Thursday, 6 June 2019

Glass ★★☆☆☆


M. Night Shyamalan’s has got to have one of the most inconsistent filmographies in the history of cinema. When he’s good, he’s great (The Sixth Sense) and when he’s bad, he’s bloody abysmal (The Happening). His latest film, Glass, sits somewhere in between his two opposite levels of quality, with a resounding and disappointing “meh”. 

In 2016, Shyamalan made a comeback with Split. The psychological thriller introduced audiences to The Horde (James McAvoy), a man with 23 different personalities, as he kidnapped and imprisons three teenage girls in an isolated underground facility. As the film goes on, we learn more about the so-called “Beast”, one of his personalities with super-strength and abilities. If you haven’t seen the film, I strongly recommend it – it’s a bloody good watch, thanks mainly to an absolutely phenomenal performance from McAvoy. But as you all know, the film ended with a shocking reveal that it was, in fact, a sequel to M. Night’s Unbreakable all along. Shortly after the release of Split, Shyamalan revealed the unsurprising news that he was working on a film which would bring together the characters from both films for a showdown.
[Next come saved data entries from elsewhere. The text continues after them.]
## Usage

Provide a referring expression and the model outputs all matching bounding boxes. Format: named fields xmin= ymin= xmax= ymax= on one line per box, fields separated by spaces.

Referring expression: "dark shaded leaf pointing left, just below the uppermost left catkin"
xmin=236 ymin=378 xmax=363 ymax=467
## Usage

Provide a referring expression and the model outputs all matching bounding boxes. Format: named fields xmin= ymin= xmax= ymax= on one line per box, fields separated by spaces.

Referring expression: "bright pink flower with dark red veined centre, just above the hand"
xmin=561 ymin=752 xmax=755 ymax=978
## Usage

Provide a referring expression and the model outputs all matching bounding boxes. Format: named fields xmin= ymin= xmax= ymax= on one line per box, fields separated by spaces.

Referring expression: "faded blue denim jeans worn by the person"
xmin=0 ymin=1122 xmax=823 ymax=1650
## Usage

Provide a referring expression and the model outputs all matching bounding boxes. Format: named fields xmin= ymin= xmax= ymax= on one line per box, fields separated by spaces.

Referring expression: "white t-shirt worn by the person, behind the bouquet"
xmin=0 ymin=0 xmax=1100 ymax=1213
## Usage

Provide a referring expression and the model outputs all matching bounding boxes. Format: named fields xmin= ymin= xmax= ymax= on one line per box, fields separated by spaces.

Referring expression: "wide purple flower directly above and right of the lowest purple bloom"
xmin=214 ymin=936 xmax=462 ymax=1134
The result was Glass.


Following the conclusion of Split, Glass finds David Dunn (Bruce Willis) pursuing the superhuman figure of The Horde (McAvoy) in a series of escalating encounters, while the shadowy presence of Elijah Price/Mr Glass (Samuel L. Jackson) emerges as an orchestrator who holds secrets critical to both men.
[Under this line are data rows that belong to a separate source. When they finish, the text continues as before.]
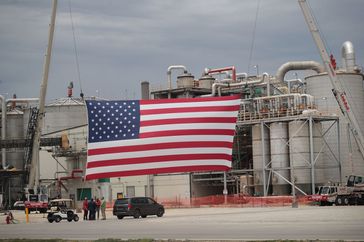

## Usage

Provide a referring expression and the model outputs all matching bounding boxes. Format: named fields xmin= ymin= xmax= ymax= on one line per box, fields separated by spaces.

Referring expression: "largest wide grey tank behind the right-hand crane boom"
xmin=305 ymin=72 xmax=364 ymax=182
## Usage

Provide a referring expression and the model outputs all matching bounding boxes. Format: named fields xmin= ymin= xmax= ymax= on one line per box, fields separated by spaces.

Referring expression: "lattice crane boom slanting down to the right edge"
xmin=298 ymin=0 xmax=364 ymax=161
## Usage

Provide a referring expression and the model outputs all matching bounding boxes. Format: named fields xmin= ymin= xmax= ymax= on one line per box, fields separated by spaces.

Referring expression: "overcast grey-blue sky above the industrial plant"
xmin=0 ymin=0 xmax=364 ymax=100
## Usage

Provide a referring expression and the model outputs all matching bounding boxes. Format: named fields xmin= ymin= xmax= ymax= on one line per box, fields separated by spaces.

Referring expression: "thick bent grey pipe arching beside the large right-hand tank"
xmin=276 ymin=61 xmax=325 ymax=82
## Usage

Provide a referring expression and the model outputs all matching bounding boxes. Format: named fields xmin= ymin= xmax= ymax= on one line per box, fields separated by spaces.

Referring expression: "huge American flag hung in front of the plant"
xmin=86 ymin=96 xmax=240 ymax=180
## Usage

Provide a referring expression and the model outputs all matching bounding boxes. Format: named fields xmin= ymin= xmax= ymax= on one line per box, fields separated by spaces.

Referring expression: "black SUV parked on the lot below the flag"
xmin=112 ymin=197 xmax=164 ymax=219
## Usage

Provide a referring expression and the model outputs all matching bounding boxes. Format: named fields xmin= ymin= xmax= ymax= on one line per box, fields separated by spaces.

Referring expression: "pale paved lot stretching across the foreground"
xmin=0 ymin=206 xmax=364 ymax=241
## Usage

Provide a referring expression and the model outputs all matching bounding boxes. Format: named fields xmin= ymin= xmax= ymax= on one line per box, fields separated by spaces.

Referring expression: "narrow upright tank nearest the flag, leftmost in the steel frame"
xmin=252 ymin=124 xmax=270 ymax=195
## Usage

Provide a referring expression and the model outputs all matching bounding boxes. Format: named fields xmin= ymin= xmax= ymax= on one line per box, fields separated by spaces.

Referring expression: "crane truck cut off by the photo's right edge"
xmin=335 ymin=175 xmax=364 ymax=206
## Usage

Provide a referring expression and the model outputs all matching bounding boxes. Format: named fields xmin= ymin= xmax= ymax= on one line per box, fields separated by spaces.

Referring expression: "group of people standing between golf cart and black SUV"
xmin=82 ymin=197 xmax=106 ymax=220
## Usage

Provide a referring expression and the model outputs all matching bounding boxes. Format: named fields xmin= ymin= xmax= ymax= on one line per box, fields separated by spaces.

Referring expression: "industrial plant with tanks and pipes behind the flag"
xmin=0 ymin=39 xmax=364 ymax=210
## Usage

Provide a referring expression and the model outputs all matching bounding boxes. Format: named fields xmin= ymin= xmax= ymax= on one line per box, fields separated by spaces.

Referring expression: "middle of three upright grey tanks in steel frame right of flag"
xmin=270 ymin=122 xmax=290 ymax=195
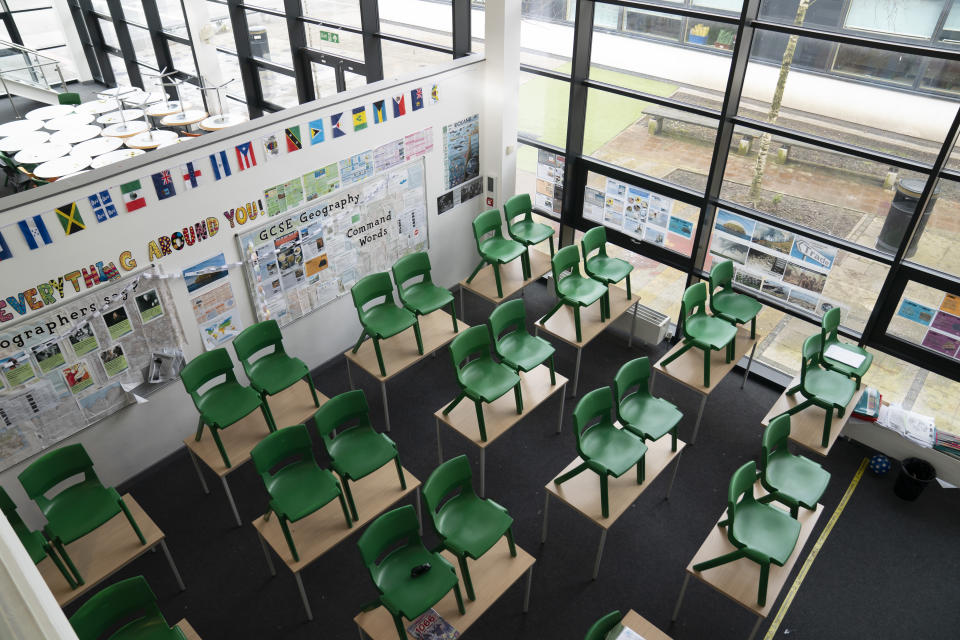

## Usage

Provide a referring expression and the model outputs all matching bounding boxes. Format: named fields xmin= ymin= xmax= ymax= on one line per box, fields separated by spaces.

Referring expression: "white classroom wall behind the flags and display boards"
xmin=0 ymin=56 xmax=489 ymax=526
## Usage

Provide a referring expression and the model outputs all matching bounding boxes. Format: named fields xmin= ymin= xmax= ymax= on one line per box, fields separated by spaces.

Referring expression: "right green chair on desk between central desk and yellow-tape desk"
xmin=613 ymin=356 xmax=683 ymax=451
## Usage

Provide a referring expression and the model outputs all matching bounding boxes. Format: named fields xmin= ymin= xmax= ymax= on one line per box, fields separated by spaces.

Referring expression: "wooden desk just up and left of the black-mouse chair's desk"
xmin=253 ymin=462 xmax=423 ymax=620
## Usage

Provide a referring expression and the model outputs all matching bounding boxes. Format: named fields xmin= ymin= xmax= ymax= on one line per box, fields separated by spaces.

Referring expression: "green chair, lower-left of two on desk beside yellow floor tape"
xmin=693 ymin=460 xmax=800 ymax=607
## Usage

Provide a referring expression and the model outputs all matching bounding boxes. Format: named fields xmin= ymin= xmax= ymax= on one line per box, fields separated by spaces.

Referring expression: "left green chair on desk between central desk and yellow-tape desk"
xmin=553 ymin=387 xmax=647 ymax=518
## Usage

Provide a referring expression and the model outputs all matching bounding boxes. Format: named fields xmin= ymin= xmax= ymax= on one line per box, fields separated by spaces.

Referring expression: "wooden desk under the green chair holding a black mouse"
xmin=353 ymin=538 xmax=536 ymax=640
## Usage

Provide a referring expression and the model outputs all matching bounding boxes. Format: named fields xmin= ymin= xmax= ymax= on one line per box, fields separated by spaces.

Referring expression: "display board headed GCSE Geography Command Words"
xmin=237 ymin=152 xmax=429 ymax=326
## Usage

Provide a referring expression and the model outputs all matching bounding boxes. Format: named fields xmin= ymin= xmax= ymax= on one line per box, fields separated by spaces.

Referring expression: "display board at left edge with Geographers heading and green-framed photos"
xmin=0 ymin=270 xmax=183 ymax=469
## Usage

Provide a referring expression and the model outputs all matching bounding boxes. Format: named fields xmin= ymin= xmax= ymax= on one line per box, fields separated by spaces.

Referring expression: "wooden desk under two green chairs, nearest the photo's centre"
xmin=433 ymin=364 xmax=567 ymax=497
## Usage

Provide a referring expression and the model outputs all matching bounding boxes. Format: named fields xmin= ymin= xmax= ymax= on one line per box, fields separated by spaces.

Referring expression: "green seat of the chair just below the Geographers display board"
xmin=44 ymin=480 xmax=120 ymax=544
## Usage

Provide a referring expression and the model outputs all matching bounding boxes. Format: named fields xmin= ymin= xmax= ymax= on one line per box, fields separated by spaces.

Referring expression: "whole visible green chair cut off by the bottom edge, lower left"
xmin=70 ymin=576 xmax=186 ymax=640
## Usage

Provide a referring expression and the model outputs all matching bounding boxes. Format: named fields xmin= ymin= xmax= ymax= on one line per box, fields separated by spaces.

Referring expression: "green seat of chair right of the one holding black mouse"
xmin=436 ymin=493 xmax=513 ymax=560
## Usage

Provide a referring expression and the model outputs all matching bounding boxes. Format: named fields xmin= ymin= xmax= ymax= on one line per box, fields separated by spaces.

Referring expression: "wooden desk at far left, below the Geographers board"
xmin=37 ymin=493 xmax=186 ymax=607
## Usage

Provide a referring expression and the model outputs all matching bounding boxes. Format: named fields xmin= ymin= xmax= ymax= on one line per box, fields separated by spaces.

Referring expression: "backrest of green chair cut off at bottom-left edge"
xmin=70 ymin=576 xmax=169 ymax=640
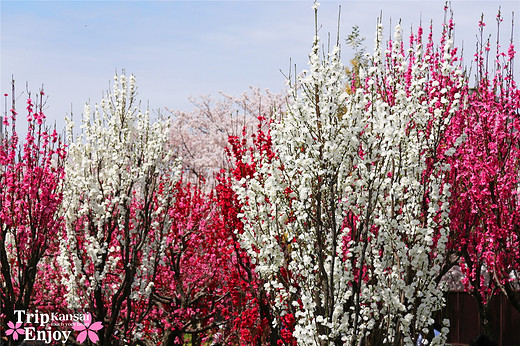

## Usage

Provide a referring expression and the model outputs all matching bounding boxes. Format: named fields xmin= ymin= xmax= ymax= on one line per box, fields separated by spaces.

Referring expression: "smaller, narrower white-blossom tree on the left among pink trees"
xmin=60 ymin=75 xmax=178 ymax=345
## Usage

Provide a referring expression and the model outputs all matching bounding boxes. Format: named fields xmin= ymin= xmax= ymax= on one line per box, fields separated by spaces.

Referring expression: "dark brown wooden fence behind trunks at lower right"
xmin=445 ymin=292 xmax=520 ymax=346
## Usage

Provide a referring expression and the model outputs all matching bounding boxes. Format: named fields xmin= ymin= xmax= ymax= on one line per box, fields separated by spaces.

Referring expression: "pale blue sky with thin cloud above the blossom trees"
xmin=0 ymin=0 xmax=520 ymax=132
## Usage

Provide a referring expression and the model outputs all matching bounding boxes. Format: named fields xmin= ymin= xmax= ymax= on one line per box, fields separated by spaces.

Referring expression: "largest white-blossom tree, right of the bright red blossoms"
xmin=235 ymin=7 xmax=465 ymax=345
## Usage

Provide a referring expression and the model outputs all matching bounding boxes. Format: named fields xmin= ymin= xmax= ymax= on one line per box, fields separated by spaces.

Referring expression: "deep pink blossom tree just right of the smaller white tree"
xmin=145 ymin=183 xmax=232 ymax=345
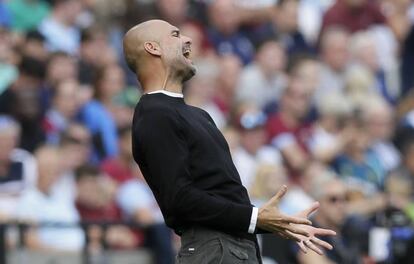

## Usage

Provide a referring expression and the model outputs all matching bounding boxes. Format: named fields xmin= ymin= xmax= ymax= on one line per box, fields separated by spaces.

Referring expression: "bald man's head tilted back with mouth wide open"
xmin=123 ymin=20 xmax=195 ymax=87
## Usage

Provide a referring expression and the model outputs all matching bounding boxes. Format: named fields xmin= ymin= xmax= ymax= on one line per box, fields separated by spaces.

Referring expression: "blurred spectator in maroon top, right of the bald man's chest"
xmin=266 ymin=80 xmax=312 ymax=181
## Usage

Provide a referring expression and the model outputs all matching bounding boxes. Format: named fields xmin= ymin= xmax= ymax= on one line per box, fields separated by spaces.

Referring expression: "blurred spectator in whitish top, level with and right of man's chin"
xmin=236 ymin=40 xmax=287 ymax=108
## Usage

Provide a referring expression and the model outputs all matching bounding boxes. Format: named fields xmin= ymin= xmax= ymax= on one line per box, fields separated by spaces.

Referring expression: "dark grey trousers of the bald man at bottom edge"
xmin=175 ymin=227 xmax=261 ymax=264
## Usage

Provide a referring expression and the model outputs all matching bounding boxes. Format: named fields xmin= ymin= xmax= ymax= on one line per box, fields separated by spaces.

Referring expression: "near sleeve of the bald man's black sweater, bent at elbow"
xmin=134 ymin=110 xmax=252 ymax=232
While it is initially rather exciting to revisit the characters of Dunn and Price after almost 20 years, the novelty soon wears off when it becomes abundantly clear that they are both too old for this shit. The whole thing reeks of a missed opportunity – it is, quite simply, too late. Years ago, this might’ve been a goer, but in 2019 it hits the ground with an almighty thud. That’s not to say the film is without positives. James McAvoy is, again, just stunning in the role of The Horde. He makes every single one of the personalities feel like its own layered character and it is simply staggering to watch him work in these films. A straight-up sequel to Split without this shoehorned Unbreakable link would’ve been the way to go because McAvoy’s Horde is one of the best supernatural characters in years.


The film suffers from a feeling of opportunistic desperation, creating a cinematic universe that absolutely nobody asked for. We did not need to revisit Dunn and Price and we certainly didn’t need to expand the universe they lived in – Unbreakable was a nice little self-contained slice of early 00s cinema with a lot of happy nostalgic memories attached. Bringing these characters back is akin to flogging a dead horse, and leaves such a sour taste in the mouth that it actually impacts one’s happy memories of the original film. Glass is a mess. Filled with narrative cock-ups and missed opportunities, you’ll spend the whole time yelling at the television in disbelief and anger at the paths the film is inexplicably taking. It’s an enormous disappointment, but then again, what did we really expect from this convoluted premise from the man who brought us The Happening, After Earth and The Visit? Glass is another shattered mess from ol’ M. Night.